Pour qui finalement, seul le travail de mémoire compte. Un autre défi lancé par l’auteur à la génération d’assistants et d’étudiants d’aujourd’hui. Aux jeunes africains dont le rôle est de refaire l’histoire et de la réécrire au seul bénéfice du continent. Voilà donc pour camper le décor de ce livre passionnant. La première partie du livre est un coup de cœur sur Dakar et ses habitants. Sa grande administration comparée à Saint-Louis la douce. L’homme a du vécu. D’abord, au Mali du côté du cercle de Kénédougou (1951-1954) qu’il a du mal à quitter. Aux côtés Don Jean Colombani, d’abord commandant de la circonscription de Dakar et du Cap vert, puis Gouverneur du Sénégal, comme ses retrouvailles avec Senghor, « le premier maître d’initiation qu’il avait été pour moi à l’Enfom… » ; enfin dans son compagnonnage avec Mamadou Dia, devenu président du conseil et son patron, l’homme aura fait du chemin.
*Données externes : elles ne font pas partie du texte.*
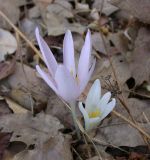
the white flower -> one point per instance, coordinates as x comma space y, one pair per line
96, 107
65, 79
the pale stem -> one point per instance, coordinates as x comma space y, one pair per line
73, 110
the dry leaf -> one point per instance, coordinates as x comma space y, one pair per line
56, 148
7, 68
4, 107
4, 141
29, 129
8, 43
25, 85
11, 10
140, 64
98, 43
137, 8
107, 7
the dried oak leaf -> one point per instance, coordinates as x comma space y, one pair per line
10, 8
8, 44
23, 82
29, 129
56, 148
140, 64
4, 141
7, 68
4, 107
137, 8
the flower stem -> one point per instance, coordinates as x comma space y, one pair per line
73, 110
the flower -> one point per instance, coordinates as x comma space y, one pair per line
64, 79
96, 107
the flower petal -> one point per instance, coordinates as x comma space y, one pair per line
108, 108
47, 54
66, 84
85, 115
103, 101
94, 122
93, 96
68, 53
84, 83
46, 77
83, 66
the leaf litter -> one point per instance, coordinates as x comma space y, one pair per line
121, 47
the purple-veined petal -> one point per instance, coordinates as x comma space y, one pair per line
87, 78
46, 78
108, 108
46, 53
68, 53
94, 122
93, 96
83, 66
103, 101
66, 84
85, 115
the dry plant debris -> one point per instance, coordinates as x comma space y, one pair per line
34, 123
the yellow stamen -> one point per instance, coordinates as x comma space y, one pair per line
95, 113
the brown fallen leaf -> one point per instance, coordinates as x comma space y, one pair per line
56, 148
11, 9
137, 8
21, 83
140, 64
107, 7
8, 44
4, 107
42, 132
7, 68
29, 129
4, 142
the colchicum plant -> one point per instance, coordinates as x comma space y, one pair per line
67, 81
96, 107
64, 79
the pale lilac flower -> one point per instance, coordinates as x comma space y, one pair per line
96, 107
67, 81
De Saint-Louis la belle à Dakar l’agitée, Ballade au cœur d’un pays fascinant

Dakar, Saint-Louis. Saint-Louis, ses mulâtres, ses belles métisses, Sène le chef cuisinier du gouverneur, rien n’échappe à Colin jusqu’à son dernier retour à Dakar avec l’avènement du président Dia. Le souvenir de ce dernier lui disant dès les débuts de sa nouvelle affectation à ses côtés, « Nous ne devons pas confondre la dignité de la fonction avec le luxe et le gaspillage, inadmissible chez les représentants d’un peuple aussi démuni que le nôtre… »

Lui homme blanc habitué à un certain standing de vie et de travail est réduit dans un petit espace dans l’immeuble Rondon qui sera son lieu de travail après le luxe des murs de l’immeuble imposant aux côtés de Don Jean Colombani. Traumatisme et déception. L’homme les connaîtra dans son parcours. C’est aussi cela le sens du livre. Sa rencontre avec le Sénégal est le fruit d’un véritable coup du destin. Car, explique Roland Colin, « Au sortir de l’Ecole nationale de la France d’Outre-mer, je m’étais juré de fuir les grandes villes, et le Sénégal m’apparaissait comme le pays où l’influence politicienne du monde blanc avait le plus mis à mal l’authenticité culturelle du peuple… »

De son retour à Dakar le 25 janvier 1955, il raconte sa rencontre avec le gouverneur de la colonie du Sénégal, le même Don Jean Colombani. Le vieil administrateur le veut au moment là où le Soudan français ne semble plus vouloir de lui, selon un des responsables de l’administration des colonies.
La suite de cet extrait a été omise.